Gilbert became owner of the Cavs in March 2005, and quickly made drastic changes to the front office, coaching staff, player personnel and game presentation. It culminated in the franchise's first ever Finals appearance in 2007, though the jubilation was short-lived, as the Cavs were swept by the San Antonio Spurs. Gilbert has built a mini-empire of sports franchises in Ohio, purchasing the Utah Grizzlies American Hockey League franchise in 2007 and moving them to Cleveland, renaming the team the Lake Erie Monsters. Then in 2011, Gilbert purchased the NBA D-League's New Mexico Thunderbirds, moving them to Canton, about an hour south of Cleveland. The following year, Gilbert became owner of the Arena Football League's Cleveland Gladiators.
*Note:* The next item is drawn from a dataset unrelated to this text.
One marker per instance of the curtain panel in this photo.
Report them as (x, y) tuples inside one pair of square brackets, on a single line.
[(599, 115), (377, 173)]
Gilbert has a hand in a number of other investments, too. He's a founding partner in private equity group Rockbridge Growth Equity LLC, and is a principal of Detroit Venture Partners, a venture capital firm that funds Detroit technology companies in the startup and early stages of their lives. He's also involved with a number of tech-centered companies, like Fathead, Xenith, and StyleCaster. He launched Bizdom in 2007, a non-profit business academy that trains, mentors and finances Detroit and Cleveland startups. Finally, in November 2009, Gilbert and a group of partners helped bring casino gaming to the four largest cities in Ohio. Horseshoe Cleveland, the first of those casinos, opened in May 2012. Certainly a lot of gambling wagers will be made on the Cavs for the rest of the Finals.
Though Gilbert lives and breathes Ohio sports, his heart is still in Michigan. Gilbert-owned businesses employ 11,500 people in the city of Detroit. Rock Ventures, the umbrella entity for Gilbert's investments, has purchased several buildings in downtown Detroit. The entity's real estate ventures include more than 60 properties covering nine million square feet.
In addition to Gilbert's efforts to improve the city of Detroit, he's also become involved in plenty of philanthropic work. His eldest son was born with Neurofibromatosis, so Gilbert has established two research clinics at the Children's National Medical Center in Washington, D.C. and at the Dana Children's Hospital in Tel Aviv, Israel. Gilbert also serves on the boards of the Cleveland Clinic, the Children's Tumor Foundation, and the Children's Hospital Foundation.
Regardless of who wins the Finals, both of these owners have worked hard to reach their current level of success, and you can bet they'll use the publicity from an NBA Finals championship wisely.